The main features of the Aurora Center:

- Integration with the LDAP directory Management of user certificates. You can prohibit or allow the use of Bluetooth, cameras, outgoing calls, date and time changes, switching the device to airplane mode, and taking screenshots. Push service for Android, which allows you to opt out of using Google's external push service Support Android 9-11 Lifecycle management of enterprise applications; installation, updating and removal of applications Updating and version control of Aurora OS on devices Online management mode — for example, blocking devices, deleting data from them on request Diagnostics and auditing of events from devices, actions of operators, application of policies, receipt of a log from devices Inventory and monitoring of device status and user actions You can also use the MDM solution Safe Mobile 5.0 (NII SOCB) to manage mobile devices based on the Aurora 4 OS.

== Applications ==

=== Embedded Applications ===
The full list of applications is available on Каталог приложений для ОС Аврора

=== Available third-party applications ===

- Antiviruses (Kaspersky Lab and Dr.Web).
- Cryptoproviders (КриптоПро и СледопытSSL).
- VPN clients (for example, ViPNet Client).
- VPN solutions for effective protection of communication channels (for example, Continent AP).
- Trusted messengers (for example «PostLink»).
- A platform for data integration and synchronization.
- Office packages (МойОфис и P7-Офис).
- Electronic Document Management Systems (EDMS).
- Personnel management systems.
- Trusted storage, including cloud storage.
- Navigation applications.
- Recognition systems (documents, bank cards, and car license plates).
- Professional radio communication systems.
- Applications for monitoring technical inspections.
- A print management application.
- A Telegram client named Tavro.

== Devices with the Aurora OS pre-installed ==

- Tablets:
  - Aquarius CMP NS220 v5.2;
  - БайтЭрг МВК-2020;
  - Aquarius Cmp NS208;
  - Fplus Pro LifeTab Plus;
  - Aquarius CMP NS220.
  - Yadro Kvadra_T
  - Fplus T800;
  - Fplus T1100;
- Smartphones:
  - Qtech QMP-M1-N;
  - Qtech QMP-M1-N IP68;
  - Масштаб TrustPhone Т1;
  - Fplus Pro R570E.
- Personal Digital Assistant,
  - Aquarius NS M11;
  - Aquarius NS M12.

== Awards ==

- Winner of the Priority 2020 Award in the Information Technology nomination.
- Winner of the "Secure Information Environment" award in the "Domestic Secure Software Product" nomination in 2020.
- Winner of the HR Brand 2020 Award for the project Project: "Open Source Communities as a recruitment tool".
- Winner of the Priority 2022 award in the Information Technology nomination for the Aurora Center mobile device management platform.

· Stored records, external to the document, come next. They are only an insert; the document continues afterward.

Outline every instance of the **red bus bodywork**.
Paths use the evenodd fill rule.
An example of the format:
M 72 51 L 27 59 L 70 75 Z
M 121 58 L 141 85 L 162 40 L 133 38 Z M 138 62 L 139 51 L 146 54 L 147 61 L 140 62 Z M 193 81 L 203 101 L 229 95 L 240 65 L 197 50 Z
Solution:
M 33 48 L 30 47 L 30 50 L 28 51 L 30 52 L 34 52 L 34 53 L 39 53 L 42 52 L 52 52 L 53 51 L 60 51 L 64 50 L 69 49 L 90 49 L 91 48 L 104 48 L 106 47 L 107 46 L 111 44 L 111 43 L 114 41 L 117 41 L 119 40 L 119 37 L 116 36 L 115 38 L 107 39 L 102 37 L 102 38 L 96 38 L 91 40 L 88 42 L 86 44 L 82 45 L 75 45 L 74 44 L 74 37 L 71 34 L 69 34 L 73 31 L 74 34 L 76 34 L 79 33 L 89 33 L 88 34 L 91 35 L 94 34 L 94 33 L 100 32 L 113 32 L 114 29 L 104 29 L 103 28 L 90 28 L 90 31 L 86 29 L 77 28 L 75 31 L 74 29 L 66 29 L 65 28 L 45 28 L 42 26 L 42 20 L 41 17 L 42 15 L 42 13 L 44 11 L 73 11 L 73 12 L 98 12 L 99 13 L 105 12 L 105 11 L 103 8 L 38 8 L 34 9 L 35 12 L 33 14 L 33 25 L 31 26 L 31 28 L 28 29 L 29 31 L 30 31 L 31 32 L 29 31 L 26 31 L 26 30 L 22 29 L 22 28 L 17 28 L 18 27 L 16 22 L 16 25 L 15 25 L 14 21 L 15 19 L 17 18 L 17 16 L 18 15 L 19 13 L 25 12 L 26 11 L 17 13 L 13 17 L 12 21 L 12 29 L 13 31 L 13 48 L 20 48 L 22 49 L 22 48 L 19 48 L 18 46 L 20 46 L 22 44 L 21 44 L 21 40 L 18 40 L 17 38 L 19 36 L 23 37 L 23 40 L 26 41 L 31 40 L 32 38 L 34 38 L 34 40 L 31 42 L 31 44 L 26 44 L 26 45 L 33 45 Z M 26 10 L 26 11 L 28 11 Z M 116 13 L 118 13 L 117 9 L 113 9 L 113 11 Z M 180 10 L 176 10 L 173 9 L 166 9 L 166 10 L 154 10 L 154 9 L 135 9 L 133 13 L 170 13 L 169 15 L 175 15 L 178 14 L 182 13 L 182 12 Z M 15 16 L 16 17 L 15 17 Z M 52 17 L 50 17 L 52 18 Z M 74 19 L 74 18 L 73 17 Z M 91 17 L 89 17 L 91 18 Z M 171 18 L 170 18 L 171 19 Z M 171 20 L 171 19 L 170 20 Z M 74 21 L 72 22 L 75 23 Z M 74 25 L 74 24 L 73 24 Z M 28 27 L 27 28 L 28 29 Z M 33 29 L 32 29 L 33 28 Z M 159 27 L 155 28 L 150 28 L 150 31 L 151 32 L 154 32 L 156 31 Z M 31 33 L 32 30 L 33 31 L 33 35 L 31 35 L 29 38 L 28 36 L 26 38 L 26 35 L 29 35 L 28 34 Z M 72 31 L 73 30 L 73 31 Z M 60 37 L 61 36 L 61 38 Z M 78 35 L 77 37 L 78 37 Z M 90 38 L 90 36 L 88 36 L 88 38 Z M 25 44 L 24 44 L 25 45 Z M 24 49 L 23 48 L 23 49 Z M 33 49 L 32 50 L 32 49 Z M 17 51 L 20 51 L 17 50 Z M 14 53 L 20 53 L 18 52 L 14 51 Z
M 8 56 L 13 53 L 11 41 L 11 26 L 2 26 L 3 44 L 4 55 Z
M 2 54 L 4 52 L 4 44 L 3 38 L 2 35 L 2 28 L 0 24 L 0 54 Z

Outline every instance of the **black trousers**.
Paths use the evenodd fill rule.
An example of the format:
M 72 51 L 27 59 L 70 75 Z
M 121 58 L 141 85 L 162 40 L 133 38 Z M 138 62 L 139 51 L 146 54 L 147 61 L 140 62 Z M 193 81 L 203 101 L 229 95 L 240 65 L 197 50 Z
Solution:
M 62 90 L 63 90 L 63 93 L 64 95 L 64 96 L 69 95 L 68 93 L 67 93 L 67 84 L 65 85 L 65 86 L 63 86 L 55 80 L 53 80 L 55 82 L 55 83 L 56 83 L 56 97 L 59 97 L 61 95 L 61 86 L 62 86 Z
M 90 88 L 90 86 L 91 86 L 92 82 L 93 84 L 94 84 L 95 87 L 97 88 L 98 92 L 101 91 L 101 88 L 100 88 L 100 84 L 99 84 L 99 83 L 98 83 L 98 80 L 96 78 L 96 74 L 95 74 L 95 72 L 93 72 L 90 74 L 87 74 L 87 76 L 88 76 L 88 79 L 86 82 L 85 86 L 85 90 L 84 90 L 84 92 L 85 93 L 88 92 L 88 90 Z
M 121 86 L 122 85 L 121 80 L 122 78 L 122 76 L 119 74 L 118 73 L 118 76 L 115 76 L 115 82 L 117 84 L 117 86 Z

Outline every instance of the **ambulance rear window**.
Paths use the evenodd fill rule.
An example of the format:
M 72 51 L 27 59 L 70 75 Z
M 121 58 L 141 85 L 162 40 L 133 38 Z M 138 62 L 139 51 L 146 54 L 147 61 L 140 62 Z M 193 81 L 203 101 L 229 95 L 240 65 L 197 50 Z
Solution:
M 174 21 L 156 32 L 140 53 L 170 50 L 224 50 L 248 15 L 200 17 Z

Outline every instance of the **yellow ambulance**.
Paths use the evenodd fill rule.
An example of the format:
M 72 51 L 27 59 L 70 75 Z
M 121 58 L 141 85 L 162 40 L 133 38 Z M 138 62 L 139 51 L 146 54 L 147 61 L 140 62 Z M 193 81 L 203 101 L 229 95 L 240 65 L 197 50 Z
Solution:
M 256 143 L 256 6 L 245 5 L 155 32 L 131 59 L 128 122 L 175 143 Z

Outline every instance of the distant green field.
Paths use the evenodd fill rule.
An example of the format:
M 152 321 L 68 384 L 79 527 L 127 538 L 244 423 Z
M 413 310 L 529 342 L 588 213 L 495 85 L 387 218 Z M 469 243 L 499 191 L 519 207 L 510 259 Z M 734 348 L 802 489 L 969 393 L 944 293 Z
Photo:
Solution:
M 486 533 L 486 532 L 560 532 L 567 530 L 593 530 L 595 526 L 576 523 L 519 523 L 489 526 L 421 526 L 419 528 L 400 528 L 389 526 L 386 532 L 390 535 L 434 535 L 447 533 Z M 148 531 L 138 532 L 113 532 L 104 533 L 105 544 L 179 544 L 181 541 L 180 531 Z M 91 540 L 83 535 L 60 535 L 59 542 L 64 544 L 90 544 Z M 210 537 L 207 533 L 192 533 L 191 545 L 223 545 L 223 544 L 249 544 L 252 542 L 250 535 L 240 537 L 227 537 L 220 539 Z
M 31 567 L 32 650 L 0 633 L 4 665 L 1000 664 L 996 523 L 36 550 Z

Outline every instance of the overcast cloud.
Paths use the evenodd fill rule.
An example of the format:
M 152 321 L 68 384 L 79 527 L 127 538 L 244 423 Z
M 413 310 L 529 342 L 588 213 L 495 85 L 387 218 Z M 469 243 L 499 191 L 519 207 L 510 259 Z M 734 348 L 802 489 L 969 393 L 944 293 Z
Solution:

== Real-world applications ==

- 360 000 Aquarius and Bayterg tablets on the Aurora OS were used in the 2021 All-Russian Population Census. In February 2022, it became known that the Ministry would transfer the tablets used during the All-Russian Population Census to other government agencies by September 1.
- In PJSC Rostelecom, within the framework of the federal project "Infrastructure Operator for operators — O2O", more than a thousand corporate mobile workplaces have been created on the Aurora OS, which remotely assign and monitor the execution of orders, provide photo recording and accounting of completed work in automatic mode. The next stage of the project's development is planned for 2021. Inter RAO — Electric Generation JSC has completed the implementation of Mobile Crawler AIS at 22 power plants, developed by OMP partner SIGMA, the mobile part of which is based on Aurora OS. Russian Post JSC has 15,000 postmen's workstations equipped with mobile postal and cash terminals based on the Aurora OS with a pre-installed payment application, which are centrally managed by the Aurora Center. Transset, together with CORUS Consulting, has developed an Aurora mobile application for repair and restoration teams at the Russian Railways Central Communications Station. In 2021, the implementation volume will amount to 3,600 mobile workplaces equipped with a functional application and a Russian OS, with the prospect of replication for all operational personnel.

== Sales ==
In March 2024, representatives of Fplus reported that in 4 months from the start of retail sales, 800 smartphones and 130 tablets based on the Aurora operating system were sold.